Shuddering, she gave her head a quick jerk from side to side. “After I saw, I couldn’t . . . ”
“And then you called nine-one-one? You got a cell?”
“No. There’s an Exxon not far back,” she gestured east, toward the Potomac and the Kennedy Center, “at Virginia, next to the Watergate. And then . . . ” She trailed off. Toyed with her necklace.
A uniform huffed up. “Okay if they move the body?”
“Yeah.” I tucked my notebook into an inside breast pocket. I was starting to feel the cold. My toes were icy. I craned my neck to see if Kay was starting up, but the angle of the hill was too steep.
Rachel Gold stood. “Is it okay if I go now? I’m cold and . . . ” She glanced down at her stained sweatshirt. “I’m kind of a mess.”
I made sure I had her home and office numbers and reminded her she’d get a call to come make a formal statement. As she turned to go, her pendant flickered in the sun.
“Pretty,” I said.
“Oh,” she said, glancing down. “It’s old.”
The key was modeled after those antique keys you see in old movies. At the top, I saw a single letter engraved in black. It looked like a
W,
but the ends were fashioned like the flames of tiny candles. “What is that?”
“Hebrew. A
shin.
”
All of a sudden, my chest got tight. “Unusual.”

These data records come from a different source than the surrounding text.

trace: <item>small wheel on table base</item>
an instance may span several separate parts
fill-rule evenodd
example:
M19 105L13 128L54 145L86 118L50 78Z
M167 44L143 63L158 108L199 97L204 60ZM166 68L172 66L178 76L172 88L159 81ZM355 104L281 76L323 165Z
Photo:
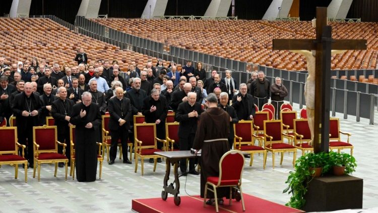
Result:
M177 194L175 194L174 195L174 197L173 197L173 201L174 201L174 204L176 205L180 205L180 203L181 203L181 198L180 197L177 196Z
M167 199L167 197L168 197L168 193L167 192L165 192L165 191L162 191L161 199L162 199L163 200L166 200Z
M241 196L239 192L234 192L234 197L235 197L235 199L237 201L239 201L241 199Z

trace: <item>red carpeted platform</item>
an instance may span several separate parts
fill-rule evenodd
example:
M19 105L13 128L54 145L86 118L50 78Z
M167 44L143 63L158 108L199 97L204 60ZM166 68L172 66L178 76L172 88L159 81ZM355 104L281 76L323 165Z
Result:
M273 213L273 212L304 212L290 207L259 198L247 194L244 195L244 202L246 212ZM164 201L161 198L137 199L133 200L132 208L133 210L140 213L144 212L214 212L215 206L206 205L203 207L203 199L199 196L181 197L181 204L177 206L173 203L173 197L169 197ZM228 205L228 200L224 200L224 204L219 205L221 212L242 212L241 201L232 200L232 204Z

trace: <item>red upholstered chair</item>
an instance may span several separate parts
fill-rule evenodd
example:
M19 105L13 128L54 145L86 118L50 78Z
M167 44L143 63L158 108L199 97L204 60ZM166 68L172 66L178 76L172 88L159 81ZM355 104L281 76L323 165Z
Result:
M71 169L70 170L70 175L72 176L72 180L75 180L75 143L76 142L76 138L75 137L75 126L70 126L70 140L71 143ZM98 145L98 153L97 153L97 161L100 162L100 174L99 178L101 179L101 172L102 171L102 162L104 161L104 158L101 155L101 146L102 144L101 143L96 142L97 145Z
M207 190L209 190L214 192L215 197L215 210L218 212L217 188L229 187L229 205L231 204L231 193L232 189L233 188L240 191L241 206L243 211L245 210L243 193L241 190L241 175L244 167L244 161L243 153L238 150L231 150L223 154L219 161L219 176L208 177L206 180L204 196L204 207L206 206L206 196ZM209 187L210 186L212 187L212 189Z
M273 111L272 111L271 110L269 110L268 108L263 109L261 112L266 112L268 113L268 115L269 116L269 120L273 120L274 119L274 113Z
M269 120L268 112L257 112L254 116L254 129L256 129L256 135L264 137L264 121Z
M33 178L35 178L35 170L38 167L38 182L40 180L41 164L55 164L54 176L56 177L58 163L62 162L66 166L65 180L67 180L68 158L66 156L67 145L57 141L56 126L33 127L33 143L34 150ZM63 154L58 153L58 145L63 146Z
M47 126L54 126L55 125L55 120L54 118L47 116L46 117L46 125Z
M274 169L274 157L276 152L281 153L280 165L282 164L284 152L292 151L294 152L293 155L293 167L294 167L295 164L297 149L295 146L284 142L284 137L290 141L293 137L283 132L282 121L281 120L265 121L264 125L264 133L265 137L264 147L268 151L272 152L273 169Z
M16 117L14 116L11 116L9 117L9 126L11 127L16 127L17 125L16 124Z
M348 136L347 142L341 141L340 133ZM349 137L351 135L350 133L340 131L338 118L330 118L330 149L331 151L332 149L337 149L337 152L340 153L341 149L350 149L350 155L353 155L353 146L349 143Z
M307 110L305 108L302 108L300 110L300 118L307 119Z
M5 120L5 119L4 119ZM18 155L18 148L22 149L22 156ZM0 166L15 166L15 179L18 175L18 165L23 164L25 168L25 182L28 182L28 161L24 157L24 149L26 146L17 142L17 128L0 128Z
M294 119L294 145L302 151L302 156L304 155L305 151L313 151L313 147L308 144L311 140L311 132L307 119Z
M143 165L145 158L154 158L154 172L156 169L156 160L160 155L155 154L155 151L161 151L157 148L157 141L166 143L165 140L156 137L156 127L155 124L134 124L134 140L135 144L135 171L138 170L138 157L141 158L142 176L143 176Z
M168 113L167 114L167 117L165 118L165 123L174 123L174 116L175 113L174 112Z
M178 151L179 149L173 148L175 143L179 143L178 126L180 124L177 122L174 123L165 123L165 135L166 135L167 143L165 145L165 151Z
M7 119L4 118L4 119L3 120L3 121L2 121L2 123L0 123L0 127L6 127L7 126Z
M104 158L105 153L106 152L106 159L109 162L109 149L111 145L111 136L110 136L110 130L109 129L109 120L110 119L110 116L105 115L102 117L102 157ZM132 144L131 144L132 146ZM129 146L129 143L128 143ZM119 148L119 159L122 158L122 144L121 140L118 141L118 147ZM130 150L130 155L131 156L131 150ZM131 157L130 157L131 158Z
M292 111L293 107L290 103L283 103L281 105L281 111Z
M296 111L281 111L281 120L286 133L294 135L294 120L297 119Z
M234 124L235 137L234 137L234 149L250 154L249 166L252 166L254 161L254 154L262 153L264 154L263 168L265 169L267 162L267 150L263 148L263 137L259 137L254 134L254 126L252 121L239 121ZM259 140L259 145L255 145L255 140Z
M272 103L267 103L264 104L264 105L263 105L263 109L261 111L262 111L264 109L269 109L271 111L272 111L272 113L273 113L274 115L275 115L275 113L276 112L276 111L274 109L274 106ZM274 118L274 117L273 117L273 118Z

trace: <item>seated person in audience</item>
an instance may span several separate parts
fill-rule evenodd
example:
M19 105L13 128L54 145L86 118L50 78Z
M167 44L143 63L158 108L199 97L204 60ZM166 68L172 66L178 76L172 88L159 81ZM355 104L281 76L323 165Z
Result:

“Oh, it’s old-country stuff. The charm’s supposed to bring you luck.” Her tears started again. “I guess it didn’t work, did it?”
DC traffic’s a bitch. The station’s on Indiana, about two miles away from Rock Creek. So, I knew I could count on forty-five minutes, easy. That was okay because I needed to figure out why thinking about Adam made this knot, hard as a tennis ball, jam the back of my throat.
We did a case together last year, Adam Lennox—my first partner, my best friend—and me, right around this same time, Halloween. A bad case: nice girl murdered the day before her wedding, right behind her synagogue. Heart cut out. Swastika carved into the empty space. I thought it was the boyfriend because, as it happened, that nice Orthodox Jewish girl had a lover. A swastika’s a good way to say
HATE
to a Jew, and I figured Adam, who was Jewish, would see it my way. He didn’t. Instead, he dreamed up some theory about ritual Navajo shit, on account of the swastika being backward. Anyway, they buried that girl, and the case went cold.
Adam was never right afterward. Started talking to himself, and when I asked, he’d just say there was a ghost hitching a ride in his head and not to pay any attention. Then he decided, six months ago, that he liked the taste of gunmetal.